Since we want to consider total social costs, we also have to consider the benefit the offender got from the crime. (This may sound funny – we’ll come back to it in a bit.)
How much value does the offender get from the marginal crime? The crime we’re deterring is the one that would have been committed when the expected punishment was $900, but will not be committed when the expected punishment is $901. So the value of this crime to the criminal must be between $900 and $901.
So in this case, the social cost of the marginal crime is $1000 – 900 = 100, and the cost of deterring it is $50 – we can prevent a net loss of $100 at a cost of $50, so we should do it.

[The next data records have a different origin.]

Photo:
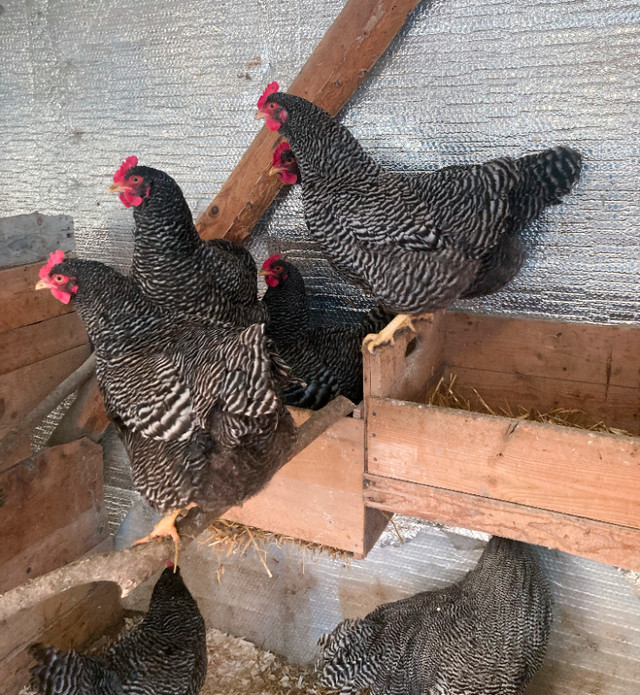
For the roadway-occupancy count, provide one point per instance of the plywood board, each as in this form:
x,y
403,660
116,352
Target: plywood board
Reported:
x,y
317,496
586,474
613,544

Now, more generally, if we are deterring the optimal amount of crime, it must be true that the net damage of one more crime is equal to the marginal cost to deter one more crime:
Cost of deterring one more crime = Net damage
By definition, net damage is the damage to the victim, minus the benefit to the offender, so
Cost of deterring one more crime = Damage to Victim – Benefit to Offender
We said that on the margin, the last crime we deter will be the one whose benefit to the offender is exactly equal to the expected punishment, so
Cost of deterring one more crime = Damage to Victim – Expected Punishment
Rearranging,
Expected Punishment = Damage to Victim – Marginal Cost of Deterrence
So this tells us three things:
- When deterrence is free, expected punishment should equal damage to victim – this causes the offender to internalize the costs of his actions, leading to only efficient crimes, just like in civil cases
- When the marginal cost of deterrence is positive – when raising expected punishment to deter one more crime is costly – expected punishment should be less than damage to victim. That is, when preventing the marginal crime is costly, we allow all efficient crimes, and some slightly inefficient crimes, because preventing them would cost too much
- When the marginal cost of deterrence is negative – when raising expected punishment lowers costs, since there are fewer crimes to punish – expected punishment should be greater than damage to victim. That is, when preventing the marginal crime saves money, we aim to deter all inefficient crimes, and even some efficient crimes, because deterring them is cheaper than punishing them
It might seem odd that we continue to count the criminal’s costs and benefits when calculating social costs. That is, we said that fines cost nothing – they make the offender worse off, and the state the same amount better off – rather than saying, screw the offender, fines generate revenue for the state. Similarly, in calculating the social cost of a crime, we included the benefit to the offender, even allowing for the possibility of some crimes being efficient.